Uygulanmakta olan eğitim sistemi nasıl olursa olsun: eğitimcilerin yapacakları eğitimleri ve değerlendirmeleri, gençlikle ilgili belirlenen bu değerlendirmeleri ve gençliğin içinde yaşadığı kültürel ortamı göz önüne alarak yapmalıdırlar.
Özellikle gençlik, önemli bir sosyal güçtür. UNESCO gençlik çağını, 15-25 yaş grupları arasında göstermiştir.
Her toplumda genç, çağına özgü olan duygu, düşünce, tutum, davranış ve eylem içindedir.
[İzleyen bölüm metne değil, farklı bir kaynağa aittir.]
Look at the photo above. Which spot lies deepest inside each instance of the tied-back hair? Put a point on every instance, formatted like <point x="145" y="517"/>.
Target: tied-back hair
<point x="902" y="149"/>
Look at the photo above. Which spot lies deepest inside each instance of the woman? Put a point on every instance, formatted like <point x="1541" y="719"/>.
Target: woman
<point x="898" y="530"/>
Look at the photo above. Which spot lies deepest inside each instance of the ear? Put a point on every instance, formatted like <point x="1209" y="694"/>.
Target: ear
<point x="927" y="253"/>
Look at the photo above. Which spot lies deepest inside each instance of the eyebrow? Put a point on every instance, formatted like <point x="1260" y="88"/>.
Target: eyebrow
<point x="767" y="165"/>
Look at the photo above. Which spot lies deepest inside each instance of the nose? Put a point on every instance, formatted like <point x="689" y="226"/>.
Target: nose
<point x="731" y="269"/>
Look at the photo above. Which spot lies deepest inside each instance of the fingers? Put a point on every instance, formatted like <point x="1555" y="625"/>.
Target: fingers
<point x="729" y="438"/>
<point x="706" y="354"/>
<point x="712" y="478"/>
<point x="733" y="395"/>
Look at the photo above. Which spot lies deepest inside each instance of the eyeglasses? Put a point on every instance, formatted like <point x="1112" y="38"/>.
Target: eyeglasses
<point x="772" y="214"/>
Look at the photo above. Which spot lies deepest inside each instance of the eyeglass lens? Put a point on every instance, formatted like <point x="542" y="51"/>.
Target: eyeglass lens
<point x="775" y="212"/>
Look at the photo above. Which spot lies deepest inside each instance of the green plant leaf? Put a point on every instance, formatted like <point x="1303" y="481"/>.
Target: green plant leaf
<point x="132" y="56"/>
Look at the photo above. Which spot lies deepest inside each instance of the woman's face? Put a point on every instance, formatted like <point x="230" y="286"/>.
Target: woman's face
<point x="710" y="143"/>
Gençlik çağının temel özellikleri: duygusal coşku ve taşkınlık, çabuk kurulan ve bozulan ilişkiler, kolay etkilenme, kişiliğin sınırlarını aşma, toplum içinde sivrilme, ilgi çekme, rol sahibi olma çabası içinde görülür.
Gençlik çağı, kişiliğin toplumsal nitelik kazandığı bir arayış dönemidir. Bu arayış içersinde kim olduğunu, neye değer vereceğini, bağlanıp inanacağını ve amacını bulmaya çalışır. Çevresinde daima “Onun gibi olmak” istediği kişiler arar.
Böylece özdeşleşme yaparak kişiliğine biçim verirken, yetiştiği çevrenin ekonomik ve sosyo-kültürel koşullarının etkisi altında sorumluluk ve özerklik arasında denge kurmak ister.
Zira her toplumsal yapıda insan-doğa ve insan-insan ilişkisi vardır.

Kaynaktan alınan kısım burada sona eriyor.